The Federal Reserve will hike interest rates just one more time in 2023 before the central bank ends its inflation battle, according to its median forecast released Wednesday.
The Fed kept the "terminal rate," or the rate at which its benchmark fed funds rate will peak, unchanged from the last estimate in December at 5.1%, equivalent to a target range of 5%-5.25%. The central bank on Wednesday took the benchmark rate a quarter percentage point higher to a range between 4.75%-5%.

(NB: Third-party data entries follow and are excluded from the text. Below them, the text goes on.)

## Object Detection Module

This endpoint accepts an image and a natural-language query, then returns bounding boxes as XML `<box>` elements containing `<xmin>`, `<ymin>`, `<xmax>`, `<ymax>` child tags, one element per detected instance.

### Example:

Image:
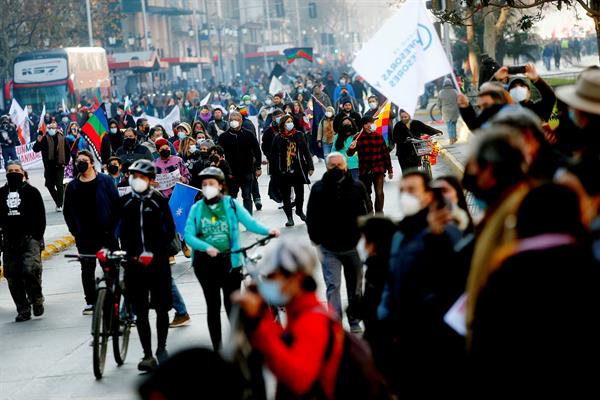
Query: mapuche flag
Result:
<box><xmin>283</xmin><ymin>47</ymin><xmax>313</xmax><ymax>64</ymax></box>
<box><xmin>81</xmin><ymin>107</ymin><xmax>108</xmax><ymax>160</ymax></box>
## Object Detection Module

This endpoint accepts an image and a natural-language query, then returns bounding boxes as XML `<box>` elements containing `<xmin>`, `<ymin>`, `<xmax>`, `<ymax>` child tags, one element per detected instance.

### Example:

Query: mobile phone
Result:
<box><xmin>507</xmin><ymin>65</ymin><xmax>527</xmax><ymax>74</ymax></box>
<box><xmin>431</xmin><ymin>187</ymin><xmax>449</xmax><ymax>210</ymax></box>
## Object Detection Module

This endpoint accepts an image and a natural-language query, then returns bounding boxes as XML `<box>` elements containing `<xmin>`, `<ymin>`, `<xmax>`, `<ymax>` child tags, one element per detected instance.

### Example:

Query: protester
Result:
<box><xmin>306</xmin><ymin>152</ymin><xmax>369</xmax><ymax>332</ymax></box>
<box><xmin>217</xmin><ymin>111</ymin><xmax>263</xmax><ymax>215</ymax></box>
<box><xmin>0</xmin><ymin>115</ymin><xmax>20</xmax><ymax>168</ymax></box>
<box><xmin>115</xmin><ymin>128</ymin><xmax>153</xmax><ymax>163</ymax></box>
<box><xmin>348</xmin><ymin>116</ymin><xmax>393</xmax><ymax>213</ymax></box>
<box><xmin>392</xmin><ymin>110</ymin><xmax>442</xmax><ymax>172</ymax></box>
<box><xmin>63</xmin><ymin>150</ymin><xmax>120</xmax><ymax>314</ymax></box>
<box><xmin>457</xmin><ymin>82</ymin><xmax>510</xmax><ymax>131</ymax></box>
<box><xmin>0</xmin><ymin>161</ymin><xmax>46</xmax><ymax>322</ymax></box>
<box><xmin>317</xmin><ymin>106</ymin><xmax>336</xmax><ymax>157</ymax></box>
<box><xmin>333</xmin><ymin>100</ymin><xmax>361</xmax><ymax>132</ymax></box>
<box><xmin>437</xmin><ymin>79</ymin><xmax>460</xmax><ymax>144</ymax></box>
<box><xmin>118</xmin><ymin>159</ymin><xmax>176</xmax><ymax>371</ymax></box>
<box><xmin>32</xmin><ymin>120</ymin><xmax>69</xmax><ymax>212</ymax></box>
<box><xmin>269</xmin><ymin>114</ymin><xmax>314</xmax><ymax>227</ymax></box>
<box><xmin>184</xmin><ymin>167</ymin><xmax>279</xmax><ymax>350</ymax></box>
<box><xmin>153</xmin><ymin>138</ymin><xmax>191</xmax><ymax>199</ymax></box>
<box><xmin>207</xmin><ymin>108</ymin><xmax>229</xmax><ymax>140</ymax></box>
<box><xmin>106</xmin><ymin>156</ymin><xmax>124</xmax><ymax>186</ymax></box>
<box><xmin>332</xmin><ymin>116</ymin><xmax>360</xmax><ymax>180</ymax></box>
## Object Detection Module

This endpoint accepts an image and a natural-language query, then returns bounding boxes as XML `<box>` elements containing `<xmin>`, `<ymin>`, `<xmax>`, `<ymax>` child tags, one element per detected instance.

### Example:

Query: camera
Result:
<box><xmin>507</xmin><ymin>65</ymin><xmax>527</xmax><ymax>75</ymax></box>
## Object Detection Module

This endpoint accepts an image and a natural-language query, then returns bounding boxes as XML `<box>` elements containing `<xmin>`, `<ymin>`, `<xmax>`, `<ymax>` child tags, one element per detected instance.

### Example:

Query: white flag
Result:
<box><xmin>8</xmin><ymin>99</ymin><xmax>29</xmax><ymax>144</ymax></box>
<box><xmin>134</xmin><ymin>105</ymin><xmax>181</xmax><ymax>136</ymax></box>
<box><xmin>199</xmin><ymin>92</ymin><xmax>211</xmax><ymax>106</ymax></box>
<box><xmin>352</xmin><ymin>1</ymin><xmax>453</xmax><ymax>115</ymax></box>
<box><xmin>269</xmin><ymin>76</ymin><xmax>285</xmax><ymax>96</ymax></box>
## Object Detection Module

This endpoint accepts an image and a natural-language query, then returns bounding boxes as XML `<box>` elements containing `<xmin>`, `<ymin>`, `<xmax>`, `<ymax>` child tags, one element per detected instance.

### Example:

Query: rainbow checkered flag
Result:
<box><xmin>374</xmin><ymin>101</ymin><xmax>392</xmax><ymax>145</ymax></box>
<box><xmin>283</xmin><ymin>47</ymin><xmax>313</xmax><ymax>64</ymax></box>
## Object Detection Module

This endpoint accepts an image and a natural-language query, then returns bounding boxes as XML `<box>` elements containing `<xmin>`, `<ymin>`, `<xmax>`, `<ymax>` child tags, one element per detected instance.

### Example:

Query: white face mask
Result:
<box><xmin>325</xmin><ymin>111</ymin><xmax>333</xmax><ymax>118</ymax></box>
<box><xmin>189</xmin><ymin>145</ymin><xmax>197</xmax><ymax>153</ymax></box>
<box><xmin>129</xmin><ymin>176</ymin><xmax>149</xmax><ymax>193</ymax></box>
<box><xmin>509</xmin><ymin>86</ymin><xmax>529</xmax><ymax>103</ymax></box>
<box><xmin>47</xmin><ymin>128</ymin><xmax>56</xmax><ymax>136</ymax></box>
<box><xmin>110</xmin><ymin>128</ymin><xmax>118</xmax><ymax>134</ymax></box>
<box><xmin>368</xmin><ymin>102</ymin><xmax>377</xmax><ymax>110</ymax></box>
<box><xmin>202</xmin><ymin>185</ymin><xmax>220</xmax><ymax>200</ymax></box>
<box><xmin>398</xmin><ymin>192</ymin><xmax>422</xmax><ymax>217</ymax></box>
<box><xmin>285</xmin><ymin>122</ymin><xmax>295</xmax><ymax>131</ymax></box>
<box><xmin>230</xmin><ymin>120</ymin><xmax>240</xmax><ymax>129</ymax></box>
<box><xmin>369</xmin><ymin>123</ymin><xmax>377</xmax><ymax>132</ymax></box>
<box><xmin>250</xmin><ymin>94</ymin><xmax>257</xmax><ymax>101</ymax></box>
<box><xmin>265</xmin><ymin>99</ymin><xmax>273</xmax><ymax>105</ymax></box>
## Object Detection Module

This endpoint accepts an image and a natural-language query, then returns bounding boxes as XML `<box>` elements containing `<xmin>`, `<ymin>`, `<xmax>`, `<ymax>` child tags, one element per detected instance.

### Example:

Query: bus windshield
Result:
<box><xmin>14</xmin><ymin>84</ymin><xmax>68</xmax><ymax>112</ymax></box>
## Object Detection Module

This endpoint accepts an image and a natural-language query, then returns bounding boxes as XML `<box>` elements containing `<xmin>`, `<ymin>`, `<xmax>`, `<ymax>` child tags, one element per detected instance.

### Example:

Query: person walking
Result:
<box><xmin>115</xmin><ymin>128</ymin><xmax>153</xmax><ymax>164</ymax></box>
<box><xmin>0</xmin><ymin>161</ymin><xmax>46</xmax><ymax>322</ymax></box>
<box><xmin>32</xmin><ymin>120</ymin><xmax>69</xmax><ymax>212</ymax></box>
<box><xmin>348</xmin><ymin>116</ymin><xmax>394</xmax><ymax>213</ymax></box>
<box><xmin>63</xmin><ymin>150</ymin><xmax>120</xmax><ymax>314</ymax></box>
<box><xmin>316</xmin><ymin>106</ymin><xmax>336</xmax><ymax>157</ymax></box>
<box><xmin>153</xmin><ymin>138</ymin><xmax>191</xmax><ymax>199</ymax></box>
<box><xmin>269</xmin><ymin>114</ymin><xmax>314</xmax><ymax>227</ymax></box>
<box><xmin>217</xmin><ymin>111</ymin><xmax>263</xmax><ymax>215</ymax></box>
<box><xmin>184</xmin><ymin>167</ymin><xmax>279</xmax><ymax>350</ymax></box>
<box><xmin>118</xmin><ymin>159</ymin><xmax>176</xmax><ymax>371</ymax></box>
<box><xmin>332</xmin><ymin>116</ymin><xmax>360</xmax><ymax>180</ymax></box>
<box><xmin>0</xmin><ymin>115</ymin><xmax>20</xmax><ymax>169</ymax></box>
<box><xmin>437</xmin><ymin>79</ymin><xmax>460</xmax><ymax>144</ymax></box>
<box><xmin>306</xmin><ymin>152</ymin><xmax>369</xmax><ymax>333</ymax></box>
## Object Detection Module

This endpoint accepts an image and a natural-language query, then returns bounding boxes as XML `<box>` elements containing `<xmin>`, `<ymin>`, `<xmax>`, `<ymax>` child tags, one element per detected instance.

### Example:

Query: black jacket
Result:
<box><xmin>0</xmin><ymin>122</ymin><xmax>20</xmax><ymax>149</ymax></box>
<box><xmin>207</xmin><ymin>119</ymin><xmax>229</xmax><ymax>140</ymax></box>
<box><xmin>32</xmin><ymin>133</ymin><xmax>70</xmax><ymax>167</ymax></box>
<box><xmin>306</xmin><ymin>171</ymin><xmax>369</xmax><ymax>252</ymax></box>
<box><xmin>118</xmin><ymin>189</ymin><xmax>175</xmax><ymax>258</ymax></box>
<box><xmin>218</xmin><ymin>126</ymin><xmax>262</xmax><ymax>176</ymax></box>
<box><xmin>0</xmin><ymin>182</ymin><xmax>46</xmax><ymax>241</ymax></box>
<box><xmin>459</xmin><ymin>103</ymin><xmax>504</xmax><ymax>131</ymax></box>
<box><xmin>393</xmin><ymin>120</ymin><xmax>442</xmax><ymax>169</ymax></box>
<box><xmin>519</xmin><ymin>78</ymin><xmax>557</xmax><ymax>122</ymax></box>
<box><xmin>261</xmin><ymin>125</ymin><xmax>278</xmax><ymax>163</ymax></box>
<box><xmin>115</xmin><ymin>143</ymin><xmax>153</xmax><ymax>164</ymax></box>
<box><xmin>333</xmin><ymin>110</ymin><xmax>361</xmax><ymax>133</ymax></box>
<box><xmin>269</xmin><ymin>131</ymin><xmax>314</xmax><ymax>184</ymax></box>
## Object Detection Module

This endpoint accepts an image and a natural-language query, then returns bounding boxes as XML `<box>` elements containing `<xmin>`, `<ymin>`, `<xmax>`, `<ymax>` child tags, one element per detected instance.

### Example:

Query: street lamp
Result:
<box><xmin>128</xmin><ymin>35</ymin><xmax>135</xmax><ymax>47</ymax></box>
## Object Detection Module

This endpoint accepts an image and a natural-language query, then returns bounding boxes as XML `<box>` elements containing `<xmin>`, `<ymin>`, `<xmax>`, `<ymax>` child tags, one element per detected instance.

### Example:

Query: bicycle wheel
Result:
<box><xmin>92</xmin><ymin>288</ymin><xmax>111</xmax><ymax>379</ymax></box>
<box><xmin>422</xmin><ymin>158</ymin><xmax>432</xmax><ymax>179</ymax></box>
<box><xmin>113</xmin><ymin>293</ymin><xmax>132</xmax><ymax>366</ymax></box>
<box><xmin>429</xmin><ymin>103</ymin><xmax>440</xmax><ymax>121</ymax></box>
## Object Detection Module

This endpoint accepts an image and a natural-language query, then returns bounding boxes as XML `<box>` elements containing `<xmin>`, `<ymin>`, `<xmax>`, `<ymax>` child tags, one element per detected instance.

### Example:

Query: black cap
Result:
<box><xmin>359</xmin><ymin>116</ymin><xmax>375</xmax><ymax>127</ymax></box>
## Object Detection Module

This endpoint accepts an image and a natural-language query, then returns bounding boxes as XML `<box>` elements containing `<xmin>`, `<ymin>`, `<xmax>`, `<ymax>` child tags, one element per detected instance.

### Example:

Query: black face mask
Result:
<box><xmin>200</xmin><ymin>151</ymin><xmax>209</xmax><ymax>159</ymax></box>
<box><xmin>107</xmin><ymin>164</ymin><xmax>119</xmax><ymax>175</ymax></box>
<box><xmin>6</xmin><ymin>172</ymin><xmax>23</xmax><ymax>188</ymax></box>
<box><xmin>325</xmin><ymin>167</ymin><xmax>346</xmax><ymax>183</ymax></box>
<box><xmin>124</xmin><ymin>138</ymin><xmax>136</xmax><ymax>148</ymax></box>
<box><xmin>76</xmin><ymin>160</ymin><xmax>89</xmax><ymax>174</ymax></box>
<box><xmin>159</xmin><ymin>149</ymin><xmax>171</xmax><ymax>158</ymax></box>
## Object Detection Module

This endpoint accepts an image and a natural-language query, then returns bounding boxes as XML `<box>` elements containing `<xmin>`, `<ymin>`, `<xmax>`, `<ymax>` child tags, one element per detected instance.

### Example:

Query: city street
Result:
<box><xmin>0</xmin><ymin>151</ymin><xmax>455</xmax><ymax>400</ymax></box>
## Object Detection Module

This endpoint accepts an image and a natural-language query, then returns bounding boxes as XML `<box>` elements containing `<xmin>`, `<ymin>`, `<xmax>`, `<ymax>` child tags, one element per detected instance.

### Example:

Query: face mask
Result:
<box><xmin>230</xmin><ymin>120</ymin><xmax>240</xmax><ymax>129</ymax></box>
<box><xmin>47</xmin><ymin>128</ymin><xmax>56</xmax><ymax>136</ymax></box>
<box><xmin>71</xmin><ymin>127</ymin><xmax>78</xmax><ymax>134</ymax></box>
<box><xmin>339</xmin><ymin>79</ymin><xmax>346</xmax><ymax>85</ymax></box>
<box><xmin>250</xmin><ymin>95</ymin><xmax>257</xmax><ymax>101</ymax></box>
<box><xmin>398</xmin><ymin>192</ymin><xmax>422</xmax><ymax>217</ymax></box>
<box><xmin>285</xmin><ymin>122</ymin><xmax>295</xmax><ymax>131</ymax></box>
<box><xmin>189</xmin><ymin>145</ymin><xmax>197</xmax><ymax>153</ymax></box>
<box><xmin>6</xmin><ymin>172</ymin><xmax>23</xmax><ymax>188</ymax></box>
<box><xmin>110</xmin><ymin>128</ymin><xmax>117</xmax><ymax>134</ymax></box>
<box><xmin>265</xmin><ymin>99</ymin><xmax>272</xmax><ymax>105</ymax></box>
<box><xmin>274</xmin><ymin>117</ymin><xmax>282</xmax><ymax>125</ymax></box>
<box><xmin>258</xmin><ymin>279</ymin><xmax>290</xmax><ymax>306</ymax></box>
<box><xmin>76</xmin><ymin>160</ymin><xmax>89</xmax><ymax>174</ymax></box>
<box><xmin>185</xmin><ymin>102</ymin><xmax>190</xmax><ymax>107</ymax></box>
<box><xmin>343</xmin><ymin>125</ymin><xmax>353</xmax><ymax>134</ymax></box>
<box><xmin>124</xmin><ymin>138</ymin><xmax>136</xmax><ymax>148</ymax></box>
<box><xmin>178</xmin><ymin>132</ymin><xmax>186</xmax><ymax>140</ymax></box>
<box><xmin>202</xmin><ymin>185</ymin><xmax>220</xmax><ymax>200</ymax></box>
<box><xmin>368</xmin><ymin>102</ymin><xmax>377</xmax><ymax>110</ymax></box>
<box><xmin>62</xmin><ymin>117</ymin><xmax>69</xmax><ymax>123</ymax></box>
<box><xmin>325</xmin><ymin>111</ymin><xmax>333</xmax><ymax>118</ymax></box>
<box><xmin>159</xmin><ymin>149</ymin><xmax>171</xmax><ymax>158</ymax></box>
<box><xmin>129</xmin><ymin>176</ymin><xmax>149</xmax><ymax>193</ymax></box>
<box><xmin>369</xmin><ymin>123</ymin><xmax>377</xmax><ymax>132</ymax></box>
<box><xmin>136</xmin><ymin>107</ymin><xmax>142</xmax><ymax>112</ymax></box>
<box><xmin>509</xmin><ymin>86</ymin><xmax>528</xmax><ymax>103</ymax></box>
<box><xmin>107</xmin><ymin>164</ymin><xmax>119</xmax><ymax>175</ymax></box>
<box><xmin>326</xmin><ymin>167</ymin><xmax>345</xmax><ymax>182</ymax></box>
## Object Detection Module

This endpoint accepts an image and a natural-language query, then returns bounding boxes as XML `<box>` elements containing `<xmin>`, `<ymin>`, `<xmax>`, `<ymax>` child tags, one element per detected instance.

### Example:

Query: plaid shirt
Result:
<box><xmin>347</xmin><ymin>129</ymin><xmax>392</xmax><ymax>175</ymax></box>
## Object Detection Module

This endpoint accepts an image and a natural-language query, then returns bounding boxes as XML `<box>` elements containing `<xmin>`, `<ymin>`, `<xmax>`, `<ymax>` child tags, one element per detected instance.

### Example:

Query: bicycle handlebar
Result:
<box><xmin>64</xmin><ymin>250</ymin><xmax>128</xmax><ymax>261</ymax></box>
<box><xmin>220</xmin><ymin>234</ymin><xmax>276</xmax><ymax>256</ymax></box>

The so-called dot plot, which the Fed uses to signal its outlook for the path of interest rates, indicates that a majority of officials, 10 out of 18 members, expect only one more rate hike by the end of this year. Seven Fed officials see rates going higher than the 5.1% terminal rate.
For 2024, the rate-setting Federal Open Market Committee projected that rates would fall to 4.3%, slightly higher than its December estimate of 4.1%.
Here are the Fed's latest targets:
The latest forecast came amid the spreading banking chaos that sent markets onto a roller coaster in March. The Fed and other regulators stepped in with emergency actions to safeguard depositors at failed banks, but concerns still linger about a run in deposits at some regional banks.
Fed Chairman Jerome Powell said the market is getting it wrong when it prices in rate cuts later this year.
"Participants don't see rate cuts this year. They just don't," Powell said in a press conference Wednesday.
Fed officials also updated their economic projections. They slightly hiked their expectations for inflation, with a 3.3% rate pegged for 2023, compared with 3.1% in December. Unemployment was lowered to 4.5%, while the outlook for GDP nudged down to 0.4%.
The estimates for the next two years were little changed, except the GDP projection in 2024 came down to 1.2% from 1.6% in December.